There is often confusion around concurrency, parallelism and the difference between the two. Peyton Jones says in his “Awkward Squad” paper that parallelism is about performance and is deterministic (will always produce the same results), whereas concurrency is about design and is non-deterministic.
As an example, consider the stock market. On any given day there are thousands of traders buying and selling from each other. Each trader is acting broadly sequentially, but the group of them put together are an interacting concurrent system. If you took the same set of traders and the same stock levels and re-ran the system, you would not be surprised to get a different set of trades during the day. The traders are a concurrent system. In contrast, consider the matter of producing statistics about a day’s trading. There might be millions of trades to process, so you may consider splitting the work between several computers. But you would expect that no matter how you divided up the work, you should always get the same result — anything else would indicate a bug! The challenge is how to divide up the work to get it done fastest. This is a parallel processing problem.
CHP actually somewhat blurs the line between the two. It supports concurrent programming, but if you design your concurrent system well, you can usually get parallel speed-up when the program is executed on a multicore machine. Anyone who has played with parallel programming will know that getting such a speed-up is not always easy, and often a program designed to go faster on multiple cores or multiple machines may actually go slower than it did on one core! So you may wonder why it is worth bothering with a concurrent programming library — why not just try for parallel speed-up later on, if and when you need it, but program sequentially until then. The answer is important:
It is much easier to sequentialise parallel code than it is to parallelise sequential code.
So logically, it is best to start by writing your code as concurrently as possible, and if that turns out to slow your program down, you can sequentialise the concurrent code. If you started with sequential code, bolting on parallelism later is not very viable. The functional programming community have been trying to automatically parallelise their programs since the 1980s, and it does not yet seem to have paid off.

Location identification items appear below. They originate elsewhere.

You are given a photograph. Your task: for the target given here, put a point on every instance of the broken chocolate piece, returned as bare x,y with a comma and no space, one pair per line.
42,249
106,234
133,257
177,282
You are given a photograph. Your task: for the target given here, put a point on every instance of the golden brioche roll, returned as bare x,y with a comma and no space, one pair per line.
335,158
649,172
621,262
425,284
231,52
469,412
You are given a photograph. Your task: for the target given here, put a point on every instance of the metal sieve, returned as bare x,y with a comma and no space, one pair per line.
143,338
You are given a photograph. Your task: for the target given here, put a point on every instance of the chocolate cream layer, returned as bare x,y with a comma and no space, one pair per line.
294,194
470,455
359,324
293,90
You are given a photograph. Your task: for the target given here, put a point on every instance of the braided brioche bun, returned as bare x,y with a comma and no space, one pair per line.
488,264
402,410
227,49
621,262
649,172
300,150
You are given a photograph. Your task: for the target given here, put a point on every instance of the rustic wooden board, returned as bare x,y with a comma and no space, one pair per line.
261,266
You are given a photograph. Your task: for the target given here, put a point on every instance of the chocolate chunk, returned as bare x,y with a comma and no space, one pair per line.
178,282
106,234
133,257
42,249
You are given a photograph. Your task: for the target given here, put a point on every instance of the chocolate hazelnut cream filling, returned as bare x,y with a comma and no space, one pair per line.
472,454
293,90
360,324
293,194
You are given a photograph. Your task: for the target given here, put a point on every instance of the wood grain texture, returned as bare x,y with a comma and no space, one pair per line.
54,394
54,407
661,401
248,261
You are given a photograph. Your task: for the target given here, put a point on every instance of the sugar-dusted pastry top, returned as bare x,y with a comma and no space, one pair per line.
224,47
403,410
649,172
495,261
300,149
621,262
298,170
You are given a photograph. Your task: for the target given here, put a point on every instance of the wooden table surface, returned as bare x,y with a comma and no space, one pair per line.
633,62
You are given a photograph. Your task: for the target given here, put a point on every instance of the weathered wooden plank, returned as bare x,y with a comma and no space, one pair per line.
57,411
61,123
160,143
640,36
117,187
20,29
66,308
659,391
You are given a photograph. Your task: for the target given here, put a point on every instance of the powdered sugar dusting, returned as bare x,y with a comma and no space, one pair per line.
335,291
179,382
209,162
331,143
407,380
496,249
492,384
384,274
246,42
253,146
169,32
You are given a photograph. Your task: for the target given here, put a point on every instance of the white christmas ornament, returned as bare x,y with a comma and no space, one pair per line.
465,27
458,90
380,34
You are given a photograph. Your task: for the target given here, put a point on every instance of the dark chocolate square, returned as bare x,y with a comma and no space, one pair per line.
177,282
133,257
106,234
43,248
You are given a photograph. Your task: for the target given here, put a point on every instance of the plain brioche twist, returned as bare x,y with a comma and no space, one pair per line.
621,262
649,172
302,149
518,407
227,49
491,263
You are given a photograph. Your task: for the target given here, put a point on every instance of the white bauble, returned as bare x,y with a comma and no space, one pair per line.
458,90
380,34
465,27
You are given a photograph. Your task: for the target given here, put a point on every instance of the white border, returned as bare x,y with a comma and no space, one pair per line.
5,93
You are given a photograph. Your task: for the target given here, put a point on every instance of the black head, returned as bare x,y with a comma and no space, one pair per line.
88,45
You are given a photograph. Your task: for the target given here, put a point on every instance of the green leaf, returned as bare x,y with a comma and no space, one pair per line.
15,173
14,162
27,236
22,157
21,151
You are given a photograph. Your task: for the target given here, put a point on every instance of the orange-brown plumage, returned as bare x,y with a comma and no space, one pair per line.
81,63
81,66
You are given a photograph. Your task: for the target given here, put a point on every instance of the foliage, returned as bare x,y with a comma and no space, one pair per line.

When I say that you should start off programming concurrently, this does not mean counting the number of cores you’re likely to have available (2–8, at the time of writing) and trying to split your program into roughly that many concurrent processes. I mean you should write your program with tens, hundreds, thousands, maybe even millions of concurrnet processes (depending on what fits your program). If it turns out to be too concurrent, you can sequentialise parts. Write your program with as much concurrency as you can find, then worry about performance later. I hope to induct you into this concurrent mindset with this blog, using CHP in Haskell.